J.D. Power’s 2024 “U.S. Merchant Services Satisfaction Study” provides a detailed look at how small business owners feel about their payment processors. Published Feb. 1, 2024, the report surveyed 5,383 businesses in September through November 2023 with annual revenue of $50,000 to $20 million and processed through one of 17 leading North American providers.
Businesses accepting a broad array of payment methods were generally more satisfied with processing relationships than those accepting only credit and debit cards.
Shopify, Paysafe, and Bank of America scored highest in the study, which measured satisfaction in terms of advice and guidance on running a business, cost of payment processing, data security, account management, and quality of technology.
Practical Ecommerce discussed survey findings with Sean Gelles, senior director, payments intelligence, J.D. Power, and Mike Eckler, an advisor and independent consultant on financial technology who has worked in the digital payments industry for 20 years, having held senior positions with PayPal and Moneris, the payment processor, among other firms.
Gelles observed that the data revealed two types of small business owners: traditionalists (53%) who accept credit and debit cards, and innovators (47%) who accept digital wallets, cryptocurrencies, and other alternative payment methods in addition to credit and debit cards.
“Traditionalists in the study were an older demographic who preferred cash and checks, and innovators tended to be younger business owners who accept a variety of payment types and were generally more satisfied with their merchant services providers,” he said.
Convenience vs.

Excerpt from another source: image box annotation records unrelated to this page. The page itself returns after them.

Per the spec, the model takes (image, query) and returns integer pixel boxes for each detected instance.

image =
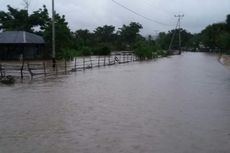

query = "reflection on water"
[0,53,230,153]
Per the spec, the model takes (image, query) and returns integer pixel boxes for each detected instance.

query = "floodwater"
[0,53,230,153]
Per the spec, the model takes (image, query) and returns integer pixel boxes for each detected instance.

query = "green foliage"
[94,25,115,42]
[118,22,143,45]
[43,14,72,53]
[79,46,92,56]
[57,48,77,61]
[134,41,158,60]
[157,29,193,50]
[0,5,49,32]
[93,45,111,55]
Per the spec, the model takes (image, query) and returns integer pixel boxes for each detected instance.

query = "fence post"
[20,60,24,79]
[0,64,3,77]
[108,55,111,65]
[90,55,93,69]
[27,62,33,79]
[64,59,67,74]
[43,61,46,77]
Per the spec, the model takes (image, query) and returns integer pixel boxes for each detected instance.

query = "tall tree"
[94,25,115,42]
[118,22,143,45]
[0,5,49,32]
[43,13,73,54]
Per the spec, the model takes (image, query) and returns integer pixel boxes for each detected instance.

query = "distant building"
[0,31,45,60]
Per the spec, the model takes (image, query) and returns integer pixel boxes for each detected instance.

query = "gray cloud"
[0,0,230,35]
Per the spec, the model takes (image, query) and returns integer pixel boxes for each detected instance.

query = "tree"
[43,13,73,55]
[201,23,226,49]
[74,29,94,48]
[118,22,143,45]
[94,25,115,42]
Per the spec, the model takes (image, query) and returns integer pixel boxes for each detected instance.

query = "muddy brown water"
[0,53,230,153]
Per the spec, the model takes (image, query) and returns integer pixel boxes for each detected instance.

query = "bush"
[134,41,158,60]
[57,48,77,61]
[80,46,92,56]
[93,45,111,55]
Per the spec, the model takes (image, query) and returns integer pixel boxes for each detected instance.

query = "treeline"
[157,15,230,54]
[0,5,166,59]
[0,5,230,59]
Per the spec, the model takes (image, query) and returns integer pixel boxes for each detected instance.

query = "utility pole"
[175,14,184,54]
[52,0,56,68]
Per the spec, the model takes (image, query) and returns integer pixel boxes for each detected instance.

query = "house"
[0,31,45,60]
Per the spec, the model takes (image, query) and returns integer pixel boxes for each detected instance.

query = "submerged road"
[0,53,230,153]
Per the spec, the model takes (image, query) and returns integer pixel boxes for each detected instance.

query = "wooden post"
[27,62,33,79]
[108,55,111,65]
[20,59,24,79]
[90,56,93,69]
[0,64,3,77]
[65,59,67,74]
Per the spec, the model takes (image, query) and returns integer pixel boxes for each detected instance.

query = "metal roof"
[0,31,45,44]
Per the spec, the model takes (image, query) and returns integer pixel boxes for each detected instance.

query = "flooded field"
[0,53,230,153]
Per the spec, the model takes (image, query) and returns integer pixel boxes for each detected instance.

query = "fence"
[0,51,137,79]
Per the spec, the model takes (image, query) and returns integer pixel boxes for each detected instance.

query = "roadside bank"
[219,55,230,68]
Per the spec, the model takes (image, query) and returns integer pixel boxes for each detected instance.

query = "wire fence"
[0,51,138,79]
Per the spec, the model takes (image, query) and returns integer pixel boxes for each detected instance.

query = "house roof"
[0,31,45,44]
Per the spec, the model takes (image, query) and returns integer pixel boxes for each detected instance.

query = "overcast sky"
[0,0,230,35]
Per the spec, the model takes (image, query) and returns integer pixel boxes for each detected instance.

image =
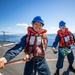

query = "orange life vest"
[24,26,47,56]
[57,28,74,47]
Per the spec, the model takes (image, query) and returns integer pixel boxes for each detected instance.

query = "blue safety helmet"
[32,16,44,26]
[59,21,66,27]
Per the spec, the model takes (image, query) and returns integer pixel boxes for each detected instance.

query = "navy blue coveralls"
[53,34,74,69]
[4,35,51,75]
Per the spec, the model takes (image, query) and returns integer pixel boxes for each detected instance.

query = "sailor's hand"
[0,57,7,69]
[52,47,57,54]
[73,43,75,46]
[23,54,29,61]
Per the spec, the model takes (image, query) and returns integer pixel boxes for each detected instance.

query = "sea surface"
[0,34,75,47]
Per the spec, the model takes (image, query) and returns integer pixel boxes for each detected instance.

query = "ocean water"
[0,34,75,48]
[0,34,56,46]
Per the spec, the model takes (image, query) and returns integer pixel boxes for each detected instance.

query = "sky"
[0,0,75,34]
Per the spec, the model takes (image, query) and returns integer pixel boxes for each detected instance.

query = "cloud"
[8,27,12,29]
[16,23,28,27]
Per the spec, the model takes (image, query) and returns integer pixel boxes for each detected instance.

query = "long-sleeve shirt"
[4,35,48,61]
[4,35,27,61]
[52,34,75,48]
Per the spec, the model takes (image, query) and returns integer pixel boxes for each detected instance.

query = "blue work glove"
[53,50,57,54]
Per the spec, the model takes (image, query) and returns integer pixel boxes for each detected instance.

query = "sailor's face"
[59,26,66,32]
[33,22,42,32]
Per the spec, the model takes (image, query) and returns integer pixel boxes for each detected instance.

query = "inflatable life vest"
[57,28,74,47]
[24,26,47,56]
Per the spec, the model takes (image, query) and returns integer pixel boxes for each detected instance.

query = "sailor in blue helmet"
[0,16,51,75]
[52,21,75,75]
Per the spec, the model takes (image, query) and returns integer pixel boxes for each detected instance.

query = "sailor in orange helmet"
[0,16,51,75]
[52,21,75,75]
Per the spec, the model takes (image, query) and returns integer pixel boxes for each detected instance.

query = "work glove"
[23,54,30,61]
[52,47,57,54]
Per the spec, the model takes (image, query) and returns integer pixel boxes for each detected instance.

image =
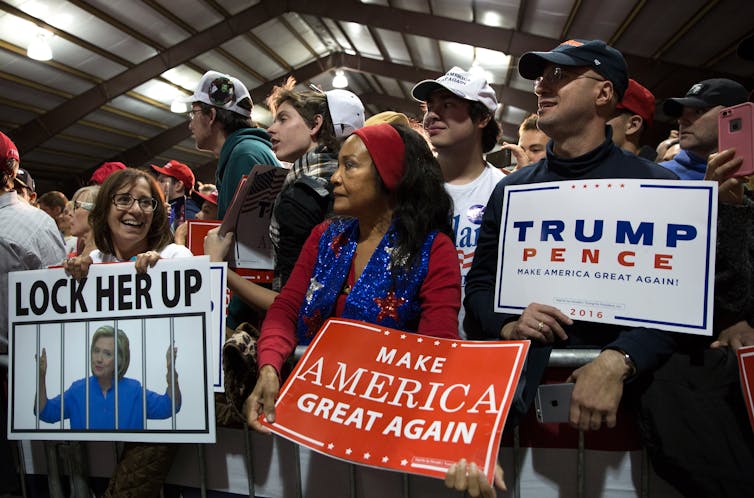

Costs
Eckler affirmed that Shopify is a good fit for smaller-sized, lower-volume business owners, providing everything needed to run a small ecommerce site.
“Shopify is good because it is all-inclusive for most merchants, and their transaction fees are fairly standard for low-volume merchants,” he said. “Fees become more expensive as the merchant grows, especially for businesses with multiple employees who need to log in and operate various parts of Shopify’s system.”
Eckler further noted that large-volume merchants may find Shopify’s pricing more expensive than similar service providers. And negotiating better rates with Shopify is only possible for large enterprises, he added, advising merchants to weigh the convenience of an all-inclusive solution against Shopify’s higher monthly and per-transaction fees.
Barriers to Entry
Gelles noted that researchers identified three primary reasons merchants do not accept credit cards, debit cards, or both.
Risk of fraud or theft
Researchers found that 22% of merchants don’t accept credit cards and 21% don’t accept debit cards due to concerns about fraud and theft, Gelles stated, adding that security is clearly a priority and major concern. He did acknowledge, however, that PayPal and digital wallets (which tokenize versions of Visa, Mastercard, Discover, American Express, and ACH payment methods) provide an additional layer of security.
“It’s difficult to compromise a payment done through a digital wallet because the actual account information is provisioned and tokenized,” Gelles stated. “If someone steals the token, it’s useless to them.”
High cost of acceptance
When asked if they understood transactional rates, fees, and service charges, Gelles said 78% of survey respondents understood all of them, and 22% did not understand or only partially understood. He added the percentage of merchants who understood depended on the fee: authorization (59%), incidental (37%), assessment (35%), situational (20%), and application account setup (27%).
“The data that we’re seeing reflects a complex regulatory environment difficult for merchants to navigate,” he said.” “And there was also a hint of fatalism amongst merchants, with only 16% saying they’re surprised by inappropriate fees or charges and 84% saying they aren’t surprised by what they deem inappropriate.”
Difficulty of use
As Gelles noted, payments designed to be simple to manage are often difficult for merchants. For example, 16% of survey respondents cited difficulty of use and complicated payment process as reasons for not accepting credit cards, 14% said acceptance would take too much effort, and 12% believed processing and handling credit card payments would increase manual labor.
Gelles found it interesting that 17% of merchants didn’t accept digital wallets, and 18% didn’t accept buy-now pay-later because they thought they were difficult to use. From an implementation standpoint, he suggested that digital wallets are quite easy to set up and use and not that different from any other payment method.
Digital Wallets
Eckler observed that digital wallet providers promote the idea that adding payment options at checkout can increase conversions and satisfaction. This concept holds true, he said, especially when selling in countries where digital wallets outperform standard credit card payments. In addition, he advised merchants to take a holistic approach when evaluating, testing, and implementing digital wallets.
“Merchants should understand that accepting digital wallet payments has several costly implications, including complex technical integrations, different settlement timing, longer holds on funds, higher foreign exchange fees, and for each digital wallet offered, merchants will have different reconciliation, reporting, and risk-management systems to maintain.”
Gelles encouraged merchant service providers to build a case for digital wallet ease-of-use. “Like most other payment methods, merchants must ensure they set things up correctly with their provider. If MSPs can make that case for digital wallets, this could be a big win for all parties involved.”